L’absence du Coregonus zenithicus des lacs Michigan (depuis 1975), Huron (depuis 1982) et Érié (depuis 1957) semble confirmer que l’espèce est disparue de ces lacs. Le déclin massif et graduel de l’espèce dans le lac Supérieur au cours du siècle écoulé, auquel s’ajoute sa disparition des Grands Lacs inférieurs, devrait être matière à inquiétude. En outre, l’introduction de l’éperlan arc-en-ciel dans quelques-uns des habitats canadiens restants du cisco à mâchoires égales pourrait, à terme, être préjudiciable à l’espèce. Dans l’ensemble de son aire, l’espèce est vulnérable à la surpêche, à la dégradation des habitats et à l’introduction d’espèces exotiques. Actuellement, le U.S. Fish and Wildlife Service envisage de soumettre la candidature du cisco à mâchoires égales pour une désignation comme espèce menacée ou en voie de disparition.

Mandat du COSEPAC

Le Comité sur la situation des espèces en péril au Canada (COSEPAC) détermine le statut, au niveau national, des espèces, des sous-espèces, des variétés et des populations sauvages canadiennes importantes qui sont considérées comme étant en péril au Canada. Les désignations peuvent être attribuées à toutes les espèces indigènes des groupes taxinomiques suivants : mammifères, oiseaux, reptiles, amphibiens, poissons, lépidoptères, mollusques, plantes vasculaires, mousses et lichens.

Composition du COSEPAC

Le COSEPAC est composé de membres de chacun des organismes fauniques des gouvernements provinciaux et territoriaux, de quatre organismes fédéraux (Service canadien de la faune, Agence Parcs Canada, ministère des Pêches et des Océans, et le Partenariat fédéral sur la biosystématique, présidé par le Musée canadien de la nature), de trois membres ne relevant pas de compétence, ainsi que des coprésident(e)s des sous-comités de spécialistes des espèces et des connaissances traditionnelles autochtones. Le Comité se réunit pour étudier les rapports de situation des espèces candidates.

Définitions

Espèce sauvage
Espèce, sous-espèce, variété ou population géographiquement ou génétiquement distincte d’animal, de plante ou d’une autre organisme d’origine sauvage (sauf une bactérie ou un virus) qui est soit indigène du Canada ou qui s’est propagée au Canada sans intervention humaine et y est présente depuis au moins cinquante ans.

Disparue (D)
Espèce sauvage qui n’existe plus.

Disparue du pays (DP)
Espèce sauvage qui n’existe plus à l’état sauvage au Canada, mais qui est présente ailleurs.

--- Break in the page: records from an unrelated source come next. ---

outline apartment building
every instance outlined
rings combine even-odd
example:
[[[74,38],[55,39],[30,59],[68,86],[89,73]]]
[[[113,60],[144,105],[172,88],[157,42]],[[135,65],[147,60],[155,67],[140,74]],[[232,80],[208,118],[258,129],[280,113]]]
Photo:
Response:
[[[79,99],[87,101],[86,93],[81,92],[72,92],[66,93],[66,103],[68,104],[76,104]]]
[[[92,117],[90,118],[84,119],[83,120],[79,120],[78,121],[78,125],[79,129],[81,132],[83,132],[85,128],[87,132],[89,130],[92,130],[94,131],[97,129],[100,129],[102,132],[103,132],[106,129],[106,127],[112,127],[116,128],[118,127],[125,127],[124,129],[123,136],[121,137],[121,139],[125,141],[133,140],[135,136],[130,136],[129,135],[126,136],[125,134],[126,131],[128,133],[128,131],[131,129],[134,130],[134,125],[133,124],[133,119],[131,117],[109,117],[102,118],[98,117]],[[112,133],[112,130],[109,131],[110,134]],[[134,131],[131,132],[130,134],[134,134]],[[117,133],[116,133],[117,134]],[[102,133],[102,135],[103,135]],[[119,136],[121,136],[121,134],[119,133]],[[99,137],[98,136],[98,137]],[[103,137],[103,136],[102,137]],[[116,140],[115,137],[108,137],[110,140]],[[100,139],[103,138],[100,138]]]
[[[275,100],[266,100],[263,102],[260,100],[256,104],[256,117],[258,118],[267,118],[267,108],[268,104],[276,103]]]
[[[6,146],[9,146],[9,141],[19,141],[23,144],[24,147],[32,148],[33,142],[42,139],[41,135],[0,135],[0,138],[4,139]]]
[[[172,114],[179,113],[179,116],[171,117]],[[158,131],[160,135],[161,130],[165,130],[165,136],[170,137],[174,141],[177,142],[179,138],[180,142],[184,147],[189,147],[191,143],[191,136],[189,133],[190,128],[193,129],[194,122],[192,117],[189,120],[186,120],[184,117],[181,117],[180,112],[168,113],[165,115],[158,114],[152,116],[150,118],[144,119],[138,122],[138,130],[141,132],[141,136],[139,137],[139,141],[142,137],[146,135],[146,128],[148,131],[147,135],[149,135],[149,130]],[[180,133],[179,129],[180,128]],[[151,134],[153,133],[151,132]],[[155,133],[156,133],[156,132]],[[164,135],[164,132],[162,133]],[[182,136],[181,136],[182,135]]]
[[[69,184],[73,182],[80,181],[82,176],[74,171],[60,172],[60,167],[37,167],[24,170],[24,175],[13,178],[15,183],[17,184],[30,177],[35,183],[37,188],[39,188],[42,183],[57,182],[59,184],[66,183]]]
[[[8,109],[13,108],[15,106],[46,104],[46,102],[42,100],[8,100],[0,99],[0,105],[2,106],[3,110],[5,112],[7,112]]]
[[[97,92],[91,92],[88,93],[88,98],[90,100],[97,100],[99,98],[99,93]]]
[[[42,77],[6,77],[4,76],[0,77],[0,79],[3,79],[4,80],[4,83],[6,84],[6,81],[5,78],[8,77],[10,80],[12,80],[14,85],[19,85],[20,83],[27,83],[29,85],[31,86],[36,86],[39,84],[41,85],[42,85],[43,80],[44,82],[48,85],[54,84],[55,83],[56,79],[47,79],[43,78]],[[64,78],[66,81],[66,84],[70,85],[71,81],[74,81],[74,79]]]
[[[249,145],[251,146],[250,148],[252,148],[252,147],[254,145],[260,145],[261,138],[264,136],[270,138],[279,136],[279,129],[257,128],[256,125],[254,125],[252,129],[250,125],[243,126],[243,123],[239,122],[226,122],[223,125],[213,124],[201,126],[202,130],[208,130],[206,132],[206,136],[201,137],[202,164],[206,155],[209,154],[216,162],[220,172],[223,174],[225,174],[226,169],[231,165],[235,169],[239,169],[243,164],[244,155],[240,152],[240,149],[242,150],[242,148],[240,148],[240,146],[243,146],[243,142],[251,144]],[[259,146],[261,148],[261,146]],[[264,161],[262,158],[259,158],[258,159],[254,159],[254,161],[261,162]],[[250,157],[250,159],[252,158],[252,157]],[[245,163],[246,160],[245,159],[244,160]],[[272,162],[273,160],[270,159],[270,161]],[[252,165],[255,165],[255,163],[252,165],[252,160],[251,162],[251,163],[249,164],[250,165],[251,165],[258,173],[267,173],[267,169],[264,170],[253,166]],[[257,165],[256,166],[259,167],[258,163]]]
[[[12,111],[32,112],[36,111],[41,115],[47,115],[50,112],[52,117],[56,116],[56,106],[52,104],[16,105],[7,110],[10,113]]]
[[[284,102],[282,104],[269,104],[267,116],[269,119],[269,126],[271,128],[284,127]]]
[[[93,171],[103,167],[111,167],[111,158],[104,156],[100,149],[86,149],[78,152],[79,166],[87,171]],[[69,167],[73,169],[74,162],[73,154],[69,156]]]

En voie de disparition (VD)*
Espèce sauvage exposée à une disparition de la planète ou à une disparition du pays imminente.

Menacée (M)
Espèce sauvage susceptible de devenir en voie de disparition si les facteurs limitants ne sont pas renversés.

Préoccupante (P)**
Espèce sauvage qui peut devenir une espèce menacée ou en voie de disparition en raison de l'effet cumulatif de ses caractéristiques biologiques et des menaces reconnues qui pèsent sur elle.

Non en péril (NEP)***
Espèce sauvage qui a été évaluée et jugée comme ne risquant pas de disparaître étant donné les circonstances actuelles.

Données insuffisantes (DI)****
Une catégorie qui s’applique lorsque l’information disponible est insuffisante (a) pour déterminer l’admissibilité d’une espèce à l’évaluation ou (b) pour permettre une évaluation du risque de disparition de l’espèce.

* Appelée « espèce disparue du Canada » jusqu’en 2003.
** Appelée « espèce en danger de disparition » jusqu’en 2000.
*** Appelée « espèce rare » jusqu’en 1990, puis « espèce vulnérable » de 1990 à 1999.
**** Autrefois « aucune catégorie » ou « aucune désignation nécessaire ».
***** Catégorie « DSIDD » (données insuffisantes pour donner une désignation) jusqu’en 1994, puis « indéterminé » de 1994 à 1999. Définition de la catégorie (DI) révisée en 2006.

Le Service canadien de la faune d’Environnement Canada assure un appui administratif et financier complet au Secrétariat du COSEPAC.